5- Boyatmak istediğin rengi gösterirsin adam / kadın  kuaför "tamam harika olacak" mesajları veren bir kamyon laf söyler. Renk bir çıkar bambaşka bir ton. E ne bu??? Yoo yooo çok güzel oldu, tam istediğiniz gibi.. hhhahhaa.. Ya bırak da ben karar veriyim olup olmadığına. Saç benim değil mi kardeşim ??? Sen 2 defa işlem yapma zamanını alacak yorulacaksın diye niye beni ikna etmeye çalışıyorsun? Ayrıca bir kere de yapsana şu işi. Saçıma 10 defa işlem yaptırmak zorunda mıyım?
 
6- Saçınıza bakım olarak ne kullanıyorsunuz? İşte son can alıcı soru. wawwww büyük soru.. ne bilmişlik sorusudur bu. "wuuu ne kadar deneyimli bu kuaför" diye düşünmediğimiz kesin. Yahu çalışan bir kadınım ben elim ayağım tutuyor. Biraz üzerime başıma bakarsan zaten az çok bakımlı olduğumu anlarsın zaten. Tabi ki bir şeyler yapıyorum. Markete falan da giderim inanır mısın? hahaha.. Ya tabi ki bakım yapıyorum. En azından günlük kullanılan markaların bile maskeleri, bir ton nemlendiricileri var. Onlardan da kullanıyorum. Onu da bırak sana bu işi öğreten bu işin babası Loreal Professional serim de var evde... Naber??? kuruyor işte saç bu. Satın almak istesem ürünü sorarım zaten size. Diziyorsunuz çünkü önüme "al,al,al" diye...
 
 
Son olarak "Saçınız mı dökülüyor?" (tabi bu soru kafanıza atılan uzun bakışlar sonrası gelir..) adamın surat gayet nanedir...  Dökülse bile bunu farkettiğini söylemen benim canımı sıkmaktan başka bir işe yaramaz! hayırdır saç mı çıkartcaksın?

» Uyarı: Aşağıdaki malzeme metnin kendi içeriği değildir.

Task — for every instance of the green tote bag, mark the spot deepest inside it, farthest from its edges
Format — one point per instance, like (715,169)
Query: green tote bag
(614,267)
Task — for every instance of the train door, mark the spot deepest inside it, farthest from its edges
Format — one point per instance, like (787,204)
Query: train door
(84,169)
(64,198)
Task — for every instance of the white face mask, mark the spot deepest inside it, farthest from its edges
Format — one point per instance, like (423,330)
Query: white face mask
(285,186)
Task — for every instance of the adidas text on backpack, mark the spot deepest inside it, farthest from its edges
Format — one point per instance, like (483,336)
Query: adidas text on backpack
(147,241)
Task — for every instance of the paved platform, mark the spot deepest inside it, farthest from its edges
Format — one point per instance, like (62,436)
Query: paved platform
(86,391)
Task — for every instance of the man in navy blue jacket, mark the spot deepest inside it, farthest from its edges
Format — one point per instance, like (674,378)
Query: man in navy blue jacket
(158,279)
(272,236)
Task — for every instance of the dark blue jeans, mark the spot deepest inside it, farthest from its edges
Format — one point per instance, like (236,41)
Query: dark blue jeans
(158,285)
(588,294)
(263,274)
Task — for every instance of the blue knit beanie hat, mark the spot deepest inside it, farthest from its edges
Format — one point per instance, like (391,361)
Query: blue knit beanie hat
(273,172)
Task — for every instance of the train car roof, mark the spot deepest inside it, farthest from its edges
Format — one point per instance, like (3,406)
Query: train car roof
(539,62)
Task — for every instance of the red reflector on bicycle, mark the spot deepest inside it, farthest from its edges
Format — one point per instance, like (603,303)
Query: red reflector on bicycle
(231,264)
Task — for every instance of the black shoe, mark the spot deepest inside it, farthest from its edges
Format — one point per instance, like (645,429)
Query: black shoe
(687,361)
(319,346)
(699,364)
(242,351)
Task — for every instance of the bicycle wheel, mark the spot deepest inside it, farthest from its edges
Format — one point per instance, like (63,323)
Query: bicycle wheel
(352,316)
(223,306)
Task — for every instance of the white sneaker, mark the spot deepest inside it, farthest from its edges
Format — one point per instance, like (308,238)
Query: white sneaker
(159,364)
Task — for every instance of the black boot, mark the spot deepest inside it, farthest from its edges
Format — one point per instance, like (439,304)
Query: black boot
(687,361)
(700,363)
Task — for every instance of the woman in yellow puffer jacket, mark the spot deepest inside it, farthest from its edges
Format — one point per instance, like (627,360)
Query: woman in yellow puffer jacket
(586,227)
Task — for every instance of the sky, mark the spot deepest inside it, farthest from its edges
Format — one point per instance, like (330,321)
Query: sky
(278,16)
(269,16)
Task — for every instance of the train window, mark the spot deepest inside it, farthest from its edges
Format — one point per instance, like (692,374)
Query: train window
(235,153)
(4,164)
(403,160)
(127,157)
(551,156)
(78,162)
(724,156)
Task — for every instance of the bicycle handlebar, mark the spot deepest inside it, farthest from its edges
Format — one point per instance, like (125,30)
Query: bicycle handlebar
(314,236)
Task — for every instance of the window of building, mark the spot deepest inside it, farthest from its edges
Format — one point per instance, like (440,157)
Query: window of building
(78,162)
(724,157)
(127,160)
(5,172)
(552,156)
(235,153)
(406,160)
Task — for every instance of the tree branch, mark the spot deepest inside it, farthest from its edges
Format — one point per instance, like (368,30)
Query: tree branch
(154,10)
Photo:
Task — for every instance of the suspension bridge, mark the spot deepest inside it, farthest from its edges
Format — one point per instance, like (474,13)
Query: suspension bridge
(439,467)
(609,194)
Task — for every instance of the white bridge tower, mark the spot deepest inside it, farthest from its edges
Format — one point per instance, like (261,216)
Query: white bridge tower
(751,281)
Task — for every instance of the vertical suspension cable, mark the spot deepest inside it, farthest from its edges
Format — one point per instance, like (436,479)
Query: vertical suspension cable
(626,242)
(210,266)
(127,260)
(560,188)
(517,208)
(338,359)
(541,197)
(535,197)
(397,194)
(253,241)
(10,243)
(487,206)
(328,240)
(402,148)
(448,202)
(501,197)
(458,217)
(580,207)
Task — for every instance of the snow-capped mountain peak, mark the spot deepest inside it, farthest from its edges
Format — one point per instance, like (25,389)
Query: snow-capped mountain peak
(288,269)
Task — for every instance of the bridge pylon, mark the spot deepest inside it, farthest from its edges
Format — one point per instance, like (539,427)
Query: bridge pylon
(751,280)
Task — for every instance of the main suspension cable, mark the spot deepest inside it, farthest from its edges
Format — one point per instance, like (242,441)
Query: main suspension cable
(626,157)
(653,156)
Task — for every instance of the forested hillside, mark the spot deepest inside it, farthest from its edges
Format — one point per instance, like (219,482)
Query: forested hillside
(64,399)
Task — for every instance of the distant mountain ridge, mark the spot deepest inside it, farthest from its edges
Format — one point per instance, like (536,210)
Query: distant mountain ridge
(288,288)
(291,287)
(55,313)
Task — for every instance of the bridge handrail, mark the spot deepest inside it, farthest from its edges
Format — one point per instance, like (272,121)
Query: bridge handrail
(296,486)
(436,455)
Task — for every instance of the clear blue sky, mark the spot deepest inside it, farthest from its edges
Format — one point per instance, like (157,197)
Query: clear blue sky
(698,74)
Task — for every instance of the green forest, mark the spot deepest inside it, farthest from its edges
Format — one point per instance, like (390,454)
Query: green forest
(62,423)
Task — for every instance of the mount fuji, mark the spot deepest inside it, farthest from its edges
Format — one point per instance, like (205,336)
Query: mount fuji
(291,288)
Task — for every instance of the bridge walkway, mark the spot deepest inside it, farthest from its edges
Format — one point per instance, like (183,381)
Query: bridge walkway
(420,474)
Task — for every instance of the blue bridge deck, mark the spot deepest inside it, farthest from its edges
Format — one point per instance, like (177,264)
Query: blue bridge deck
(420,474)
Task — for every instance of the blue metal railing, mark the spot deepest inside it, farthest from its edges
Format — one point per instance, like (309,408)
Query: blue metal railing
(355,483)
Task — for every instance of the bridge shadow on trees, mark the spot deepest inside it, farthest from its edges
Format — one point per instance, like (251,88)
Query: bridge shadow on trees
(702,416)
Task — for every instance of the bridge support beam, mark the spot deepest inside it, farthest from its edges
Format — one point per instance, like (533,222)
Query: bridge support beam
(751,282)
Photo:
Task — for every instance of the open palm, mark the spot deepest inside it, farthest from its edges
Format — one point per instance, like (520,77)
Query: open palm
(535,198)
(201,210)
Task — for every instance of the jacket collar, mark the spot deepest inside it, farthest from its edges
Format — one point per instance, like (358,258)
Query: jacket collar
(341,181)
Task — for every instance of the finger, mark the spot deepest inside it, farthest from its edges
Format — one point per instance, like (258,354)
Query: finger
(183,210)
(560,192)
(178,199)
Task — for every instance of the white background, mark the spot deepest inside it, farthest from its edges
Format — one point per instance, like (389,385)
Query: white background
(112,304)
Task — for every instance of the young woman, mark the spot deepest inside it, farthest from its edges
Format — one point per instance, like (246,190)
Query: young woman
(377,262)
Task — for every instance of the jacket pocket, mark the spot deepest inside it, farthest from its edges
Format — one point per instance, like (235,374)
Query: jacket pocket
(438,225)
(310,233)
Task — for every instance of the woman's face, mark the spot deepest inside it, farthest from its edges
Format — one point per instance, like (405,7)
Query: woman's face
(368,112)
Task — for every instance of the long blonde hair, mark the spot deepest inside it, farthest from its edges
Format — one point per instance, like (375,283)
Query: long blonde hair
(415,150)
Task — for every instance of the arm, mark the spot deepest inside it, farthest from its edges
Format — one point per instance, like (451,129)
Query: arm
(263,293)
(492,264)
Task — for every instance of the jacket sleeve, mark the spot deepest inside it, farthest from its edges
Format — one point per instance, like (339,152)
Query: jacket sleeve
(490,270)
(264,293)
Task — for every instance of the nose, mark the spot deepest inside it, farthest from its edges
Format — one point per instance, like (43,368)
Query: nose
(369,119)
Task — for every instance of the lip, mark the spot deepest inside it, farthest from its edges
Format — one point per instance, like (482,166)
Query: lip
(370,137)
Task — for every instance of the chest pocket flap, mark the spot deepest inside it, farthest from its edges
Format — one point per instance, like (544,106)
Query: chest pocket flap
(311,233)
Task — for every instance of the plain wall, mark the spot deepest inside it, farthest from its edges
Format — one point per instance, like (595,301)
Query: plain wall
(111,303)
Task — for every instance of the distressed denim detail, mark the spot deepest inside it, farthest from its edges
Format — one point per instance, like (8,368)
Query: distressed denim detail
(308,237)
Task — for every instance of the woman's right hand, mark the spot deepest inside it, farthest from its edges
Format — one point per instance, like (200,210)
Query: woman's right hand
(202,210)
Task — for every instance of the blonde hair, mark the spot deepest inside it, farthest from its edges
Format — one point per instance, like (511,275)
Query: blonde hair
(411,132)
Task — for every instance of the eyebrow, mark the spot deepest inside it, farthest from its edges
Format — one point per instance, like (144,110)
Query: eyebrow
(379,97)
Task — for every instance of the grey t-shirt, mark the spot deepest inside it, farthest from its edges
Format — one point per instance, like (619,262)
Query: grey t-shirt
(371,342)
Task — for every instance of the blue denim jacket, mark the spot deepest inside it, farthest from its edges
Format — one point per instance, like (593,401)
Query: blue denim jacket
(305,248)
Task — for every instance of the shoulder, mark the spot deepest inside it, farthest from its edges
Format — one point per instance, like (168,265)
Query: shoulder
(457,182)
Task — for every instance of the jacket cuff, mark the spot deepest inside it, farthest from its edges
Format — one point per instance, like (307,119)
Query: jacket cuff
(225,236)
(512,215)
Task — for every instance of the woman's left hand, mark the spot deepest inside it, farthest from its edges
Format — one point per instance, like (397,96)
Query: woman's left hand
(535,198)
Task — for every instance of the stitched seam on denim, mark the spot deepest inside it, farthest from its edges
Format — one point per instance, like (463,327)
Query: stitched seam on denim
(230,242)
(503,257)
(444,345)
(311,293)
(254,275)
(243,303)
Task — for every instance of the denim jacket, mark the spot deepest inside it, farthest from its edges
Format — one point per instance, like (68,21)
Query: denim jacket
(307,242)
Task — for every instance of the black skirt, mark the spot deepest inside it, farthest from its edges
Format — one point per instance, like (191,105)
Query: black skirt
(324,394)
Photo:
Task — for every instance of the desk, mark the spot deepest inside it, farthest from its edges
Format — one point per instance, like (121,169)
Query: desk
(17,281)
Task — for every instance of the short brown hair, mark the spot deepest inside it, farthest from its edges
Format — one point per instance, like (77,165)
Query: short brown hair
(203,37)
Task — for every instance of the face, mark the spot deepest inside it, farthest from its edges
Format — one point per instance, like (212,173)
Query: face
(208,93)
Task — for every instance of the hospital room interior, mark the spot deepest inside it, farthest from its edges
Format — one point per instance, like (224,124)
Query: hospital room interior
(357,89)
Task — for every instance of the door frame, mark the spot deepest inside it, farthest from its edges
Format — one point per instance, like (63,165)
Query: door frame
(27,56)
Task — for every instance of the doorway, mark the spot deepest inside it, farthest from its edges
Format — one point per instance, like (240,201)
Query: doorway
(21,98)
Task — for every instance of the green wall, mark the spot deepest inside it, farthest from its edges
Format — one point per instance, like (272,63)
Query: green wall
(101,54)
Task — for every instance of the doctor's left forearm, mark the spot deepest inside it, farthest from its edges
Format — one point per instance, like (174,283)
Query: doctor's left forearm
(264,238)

Kör müyüz biz evde kendimize bakmıyor muyuz aynamız yok mu?
 
Evet neden kuaföre çok sık gitmediğim anlaşılmıştır herhalde. Tüm bu nezaketten uzak olan hareketlere karşı kuaföre gitmiyorum arkadaşlar. Yani mutlu olacağım diye mutsuz çıkacağım bir yere gitmiyorum. Bir kaç sevdiğim dostumuz var, onlar da beni tanır, zaten çok görgülü insanlar, gidersem onlara giderim. Onun dışında yeni hevesler aramaya gerek yok.
 
Herkesin duygularına tercüman olduğumu düşünüyorum:)
Umarım ilgili kişiler de bu yazıya denk gelir ve okur.